Una quebradita, para bailar -dijo la mujer. _Nada, una cosa es la música popular y otra difundir el crimen -dijo el hombre. La pareja de ancianos llegó al departamento 202 de la Unidad Valle de Ecatepec, el hombre dejó las tortillas calientes en la barra del desayunador mientras la mujer puso a descongelar los filetes de pescado en un plato hondo, sobre el zinc. Me apuro, voy a ver los papeles del Infonavit -dijo la mujer.
Las tardes de diciembre son frías en Ecatepec.

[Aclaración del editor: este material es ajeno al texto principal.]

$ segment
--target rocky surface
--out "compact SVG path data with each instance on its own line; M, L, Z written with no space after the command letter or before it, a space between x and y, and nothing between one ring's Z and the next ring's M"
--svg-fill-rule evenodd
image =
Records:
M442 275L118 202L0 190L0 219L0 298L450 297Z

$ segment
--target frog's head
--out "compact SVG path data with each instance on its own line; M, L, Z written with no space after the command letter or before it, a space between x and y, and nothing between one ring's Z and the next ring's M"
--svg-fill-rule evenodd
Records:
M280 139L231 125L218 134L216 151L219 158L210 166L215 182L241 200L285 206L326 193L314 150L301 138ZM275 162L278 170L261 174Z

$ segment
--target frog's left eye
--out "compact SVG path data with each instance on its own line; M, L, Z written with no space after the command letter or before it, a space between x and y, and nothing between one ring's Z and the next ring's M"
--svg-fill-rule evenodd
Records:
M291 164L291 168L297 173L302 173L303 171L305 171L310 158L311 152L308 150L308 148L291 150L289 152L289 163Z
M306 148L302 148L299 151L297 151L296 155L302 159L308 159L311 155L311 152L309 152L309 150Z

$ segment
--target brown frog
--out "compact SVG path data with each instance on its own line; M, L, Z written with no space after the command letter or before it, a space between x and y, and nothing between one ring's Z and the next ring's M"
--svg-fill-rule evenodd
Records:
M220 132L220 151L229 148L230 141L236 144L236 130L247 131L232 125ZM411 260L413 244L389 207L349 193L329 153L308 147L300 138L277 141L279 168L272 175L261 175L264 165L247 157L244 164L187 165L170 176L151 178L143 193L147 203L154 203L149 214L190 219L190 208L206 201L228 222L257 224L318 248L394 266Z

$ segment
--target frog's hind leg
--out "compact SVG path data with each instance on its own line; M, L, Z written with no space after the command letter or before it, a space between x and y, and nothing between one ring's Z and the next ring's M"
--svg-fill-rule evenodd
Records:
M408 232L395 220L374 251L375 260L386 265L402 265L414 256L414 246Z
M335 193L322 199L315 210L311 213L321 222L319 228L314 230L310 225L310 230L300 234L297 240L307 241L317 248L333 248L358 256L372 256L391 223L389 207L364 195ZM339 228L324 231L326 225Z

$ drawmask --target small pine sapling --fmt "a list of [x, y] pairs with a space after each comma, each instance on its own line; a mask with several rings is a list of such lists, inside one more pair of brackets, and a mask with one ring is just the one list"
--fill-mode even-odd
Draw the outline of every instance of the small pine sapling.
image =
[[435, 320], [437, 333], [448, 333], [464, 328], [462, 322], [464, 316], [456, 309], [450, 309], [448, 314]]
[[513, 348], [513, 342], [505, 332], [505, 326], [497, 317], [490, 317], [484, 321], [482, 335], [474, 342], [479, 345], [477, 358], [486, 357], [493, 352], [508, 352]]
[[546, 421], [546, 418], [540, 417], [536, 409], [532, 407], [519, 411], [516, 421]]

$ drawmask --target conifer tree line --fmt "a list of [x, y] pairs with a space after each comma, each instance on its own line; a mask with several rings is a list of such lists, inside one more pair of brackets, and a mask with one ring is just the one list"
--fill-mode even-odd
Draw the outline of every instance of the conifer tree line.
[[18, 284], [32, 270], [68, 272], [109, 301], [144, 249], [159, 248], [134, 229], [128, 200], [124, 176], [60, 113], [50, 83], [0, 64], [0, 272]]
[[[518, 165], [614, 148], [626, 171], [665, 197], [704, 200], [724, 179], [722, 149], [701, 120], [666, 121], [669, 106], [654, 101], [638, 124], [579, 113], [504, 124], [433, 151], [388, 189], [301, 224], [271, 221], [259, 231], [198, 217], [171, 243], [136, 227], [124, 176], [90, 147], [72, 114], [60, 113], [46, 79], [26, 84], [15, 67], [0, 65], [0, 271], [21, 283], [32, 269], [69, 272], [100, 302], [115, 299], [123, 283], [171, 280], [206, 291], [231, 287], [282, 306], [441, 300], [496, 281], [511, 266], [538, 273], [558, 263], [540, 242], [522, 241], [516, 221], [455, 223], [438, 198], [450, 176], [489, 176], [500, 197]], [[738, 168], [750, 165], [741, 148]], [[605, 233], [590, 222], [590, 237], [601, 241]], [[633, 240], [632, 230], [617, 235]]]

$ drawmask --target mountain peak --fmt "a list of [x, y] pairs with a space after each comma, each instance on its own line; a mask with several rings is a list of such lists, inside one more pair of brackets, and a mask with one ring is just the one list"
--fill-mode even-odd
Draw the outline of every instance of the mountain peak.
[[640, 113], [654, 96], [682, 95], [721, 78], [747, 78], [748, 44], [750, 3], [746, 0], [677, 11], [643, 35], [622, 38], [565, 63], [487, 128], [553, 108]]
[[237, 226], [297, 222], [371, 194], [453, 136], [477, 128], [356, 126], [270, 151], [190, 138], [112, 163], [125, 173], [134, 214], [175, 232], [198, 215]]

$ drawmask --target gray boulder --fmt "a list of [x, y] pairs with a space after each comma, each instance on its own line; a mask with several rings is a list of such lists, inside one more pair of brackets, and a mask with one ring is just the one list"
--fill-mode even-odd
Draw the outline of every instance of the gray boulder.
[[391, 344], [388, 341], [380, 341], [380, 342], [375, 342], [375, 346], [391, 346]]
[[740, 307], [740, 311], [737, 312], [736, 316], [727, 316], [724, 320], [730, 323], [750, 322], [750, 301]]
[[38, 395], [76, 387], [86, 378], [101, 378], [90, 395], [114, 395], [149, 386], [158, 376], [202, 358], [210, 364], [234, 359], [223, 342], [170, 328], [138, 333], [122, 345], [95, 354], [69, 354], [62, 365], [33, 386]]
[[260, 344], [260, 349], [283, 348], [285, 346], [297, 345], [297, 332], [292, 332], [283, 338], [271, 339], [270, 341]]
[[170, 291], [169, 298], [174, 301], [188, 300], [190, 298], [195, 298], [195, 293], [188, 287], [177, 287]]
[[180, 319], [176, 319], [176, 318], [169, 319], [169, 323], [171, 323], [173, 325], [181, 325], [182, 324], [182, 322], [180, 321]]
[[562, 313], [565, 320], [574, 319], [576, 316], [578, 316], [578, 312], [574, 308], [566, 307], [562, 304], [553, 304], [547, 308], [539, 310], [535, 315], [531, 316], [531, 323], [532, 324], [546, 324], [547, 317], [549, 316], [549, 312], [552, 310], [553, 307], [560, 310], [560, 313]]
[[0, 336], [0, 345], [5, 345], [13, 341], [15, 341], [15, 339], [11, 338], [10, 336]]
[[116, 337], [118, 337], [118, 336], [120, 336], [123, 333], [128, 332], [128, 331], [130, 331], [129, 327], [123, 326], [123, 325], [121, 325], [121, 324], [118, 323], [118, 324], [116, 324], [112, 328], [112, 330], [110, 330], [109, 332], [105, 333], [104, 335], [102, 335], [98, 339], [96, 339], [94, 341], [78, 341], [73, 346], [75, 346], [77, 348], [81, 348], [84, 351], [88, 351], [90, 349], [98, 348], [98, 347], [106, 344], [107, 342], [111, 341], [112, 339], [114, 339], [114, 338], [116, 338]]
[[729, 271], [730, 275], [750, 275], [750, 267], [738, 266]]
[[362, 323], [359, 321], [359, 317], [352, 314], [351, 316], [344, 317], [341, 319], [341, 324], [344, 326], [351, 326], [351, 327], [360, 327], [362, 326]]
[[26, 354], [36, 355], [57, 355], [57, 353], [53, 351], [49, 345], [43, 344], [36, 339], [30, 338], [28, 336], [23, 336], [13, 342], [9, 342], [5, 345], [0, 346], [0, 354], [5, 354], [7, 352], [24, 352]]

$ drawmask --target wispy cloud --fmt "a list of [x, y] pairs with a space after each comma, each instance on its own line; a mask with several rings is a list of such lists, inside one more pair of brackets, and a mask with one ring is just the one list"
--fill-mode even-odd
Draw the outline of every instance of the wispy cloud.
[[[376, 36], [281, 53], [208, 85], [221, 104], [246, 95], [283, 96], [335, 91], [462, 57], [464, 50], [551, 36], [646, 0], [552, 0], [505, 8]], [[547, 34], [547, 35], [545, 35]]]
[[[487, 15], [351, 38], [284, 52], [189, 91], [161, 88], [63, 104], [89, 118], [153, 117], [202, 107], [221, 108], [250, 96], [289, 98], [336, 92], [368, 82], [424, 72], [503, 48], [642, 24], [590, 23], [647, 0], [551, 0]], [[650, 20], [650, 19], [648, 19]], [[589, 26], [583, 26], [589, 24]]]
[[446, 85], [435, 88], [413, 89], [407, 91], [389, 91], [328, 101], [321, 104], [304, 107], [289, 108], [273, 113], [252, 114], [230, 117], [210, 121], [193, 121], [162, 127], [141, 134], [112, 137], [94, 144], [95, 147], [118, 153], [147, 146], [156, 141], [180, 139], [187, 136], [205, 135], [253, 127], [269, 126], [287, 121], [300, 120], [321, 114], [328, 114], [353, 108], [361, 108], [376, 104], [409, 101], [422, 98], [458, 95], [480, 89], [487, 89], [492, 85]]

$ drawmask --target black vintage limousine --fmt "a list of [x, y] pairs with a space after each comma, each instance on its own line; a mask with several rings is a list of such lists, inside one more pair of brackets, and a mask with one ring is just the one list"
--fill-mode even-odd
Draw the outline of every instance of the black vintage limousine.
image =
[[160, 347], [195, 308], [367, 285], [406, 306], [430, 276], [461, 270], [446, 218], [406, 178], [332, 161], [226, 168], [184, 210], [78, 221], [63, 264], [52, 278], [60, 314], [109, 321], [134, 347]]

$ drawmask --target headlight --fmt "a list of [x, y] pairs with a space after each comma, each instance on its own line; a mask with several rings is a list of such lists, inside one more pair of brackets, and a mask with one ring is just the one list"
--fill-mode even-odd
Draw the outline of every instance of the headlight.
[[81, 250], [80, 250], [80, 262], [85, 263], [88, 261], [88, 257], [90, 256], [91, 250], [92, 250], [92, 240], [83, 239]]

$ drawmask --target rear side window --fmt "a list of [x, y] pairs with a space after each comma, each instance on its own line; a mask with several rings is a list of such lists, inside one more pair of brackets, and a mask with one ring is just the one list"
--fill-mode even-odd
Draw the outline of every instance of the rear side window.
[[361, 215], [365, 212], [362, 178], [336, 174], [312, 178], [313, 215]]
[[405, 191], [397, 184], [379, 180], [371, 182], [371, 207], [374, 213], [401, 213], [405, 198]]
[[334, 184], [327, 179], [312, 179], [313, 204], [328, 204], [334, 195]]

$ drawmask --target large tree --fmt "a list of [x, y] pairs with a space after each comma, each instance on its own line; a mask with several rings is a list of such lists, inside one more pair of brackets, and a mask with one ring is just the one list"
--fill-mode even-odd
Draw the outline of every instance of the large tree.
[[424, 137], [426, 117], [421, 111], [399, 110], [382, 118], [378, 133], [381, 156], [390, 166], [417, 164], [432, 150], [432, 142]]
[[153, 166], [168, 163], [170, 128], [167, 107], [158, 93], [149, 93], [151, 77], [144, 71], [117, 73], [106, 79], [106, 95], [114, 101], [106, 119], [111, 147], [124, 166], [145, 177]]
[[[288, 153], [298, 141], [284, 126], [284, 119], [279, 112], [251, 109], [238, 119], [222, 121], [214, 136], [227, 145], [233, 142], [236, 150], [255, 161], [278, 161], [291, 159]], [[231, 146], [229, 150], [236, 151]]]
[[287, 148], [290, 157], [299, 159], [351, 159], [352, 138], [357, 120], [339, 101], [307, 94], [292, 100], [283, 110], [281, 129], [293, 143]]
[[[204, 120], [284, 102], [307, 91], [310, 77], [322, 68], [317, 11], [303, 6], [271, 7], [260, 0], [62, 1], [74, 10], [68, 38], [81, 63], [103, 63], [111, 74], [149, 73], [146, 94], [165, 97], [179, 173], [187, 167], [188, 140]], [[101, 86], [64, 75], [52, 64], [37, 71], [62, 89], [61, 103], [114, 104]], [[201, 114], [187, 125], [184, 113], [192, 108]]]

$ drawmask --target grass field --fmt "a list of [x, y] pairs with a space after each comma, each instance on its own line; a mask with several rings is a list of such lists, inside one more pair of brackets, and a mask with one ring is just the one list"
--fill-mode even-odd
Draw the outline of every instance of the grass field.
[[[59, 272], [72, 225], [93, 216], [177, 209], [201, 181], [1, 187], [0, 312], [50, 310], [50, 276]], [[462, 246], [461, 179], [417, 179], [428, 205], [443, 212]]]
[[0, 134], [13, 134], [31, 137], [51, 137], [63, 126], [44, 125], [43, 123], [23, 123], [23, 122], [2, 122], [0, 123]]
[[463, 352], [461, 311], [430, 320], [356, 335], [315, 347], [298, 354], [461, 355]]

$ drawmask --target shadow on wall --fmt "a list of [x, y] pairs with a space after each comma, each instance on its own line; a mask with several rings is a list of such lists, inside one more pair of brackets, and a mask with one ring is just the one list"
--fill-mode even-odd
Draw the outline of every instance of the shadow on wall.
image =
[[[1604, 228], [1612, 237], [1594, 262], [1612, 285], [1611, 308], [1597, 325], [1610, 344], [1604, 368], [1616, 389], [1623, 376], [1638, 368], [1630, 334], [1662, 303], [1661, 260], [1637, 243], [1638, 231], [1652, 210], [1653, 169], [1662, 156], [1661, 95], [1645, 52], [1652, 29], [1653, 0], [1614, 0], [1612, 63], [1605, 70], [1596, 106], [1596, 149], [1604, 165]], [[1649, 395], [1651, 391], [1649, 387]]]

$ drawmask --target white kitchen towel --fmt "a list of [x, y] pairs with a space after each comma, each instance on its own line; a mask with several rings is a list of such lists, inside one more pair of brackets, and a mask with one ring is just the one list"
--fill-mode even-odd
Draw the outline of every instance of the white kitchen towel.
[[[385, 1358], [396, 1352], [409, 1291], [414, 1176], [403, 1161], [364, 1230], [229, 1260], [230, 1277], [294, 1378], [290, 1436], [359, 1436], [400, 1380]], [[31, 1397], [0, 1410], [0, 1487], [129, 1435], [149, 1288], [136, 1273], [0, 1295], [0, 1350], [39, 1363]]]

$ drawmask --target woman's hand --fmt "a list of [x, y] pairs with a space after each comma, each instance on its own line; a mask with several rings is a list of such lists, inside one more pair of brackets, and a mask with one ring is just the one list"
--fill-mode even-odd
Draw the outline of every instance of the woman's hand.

Si el día lo permite, los ancianos buscan un poco de sol, salen de su vivienda y atraviesan la avenida principal rumbo a las grandes tiendas; caminan por las calles de polvo.
Había pasado la celebración de la Lupita, del 12, en la calle los vecinos hablaban de la fiesta que concluyó hasta el amanecer.
_¿Por qué no fueron?, se puso bueno -dijo doña Cuquita.
El hombre recién llegó la mañana de ese viernes del sur, acudió a su tierra para que lo operaran de las cataratas que sufría en el ojo izquierdo.
Por la mañana, a las seis, la mujer lo fue a traer a la TAPO, ella había abordado muy temprano la línea del Metro en Ciudad Azteca y descendió en San Lázaro.
__Te traje tu boina -dijo la mujer cuando se encontró con el hombre, en la sala de arribo de los Cristóbal Colón.
La pareja sobrevivía de los programas sociales que entregaba el gobierno federal, pero se sentían fuertes y con energía para emprender grandes negocios.
Esa tarde el hombre se quedó solo en el departamento, se puso a estudiar a Laura Zavala, su Teoría del cuento, durante años anidó la ilusión de convertirse en narrador, pero las ocupaciones, el trabajo, las enfermedades, lo apartaron de su propósito. ¿Quién no quiere ser escritor?, se preguntó aquel hombre viejo mientras se perdía en las clasificaciones de Zavala sobre el cuento.
Entró noche, sintió frío, la mujer aún no llegaba del Infonavit; con un rechinido de huesos se incorporó y fue a buscar calcetas.
A esa hora en la calle se escuchó el pregón de los elotes, esquites, “hay elotes, esquites”, la voz se abría paso entre la oscuridad y el frío, traspasó la puerta del edificio y resonó en la cabeza del viejo.
Un cuento, dijo el hombre y sintió resbalar por sus labios resecos la mayonesa y el chile piquín, los granos de maíz cocido, pero se mantuvo en su asiento.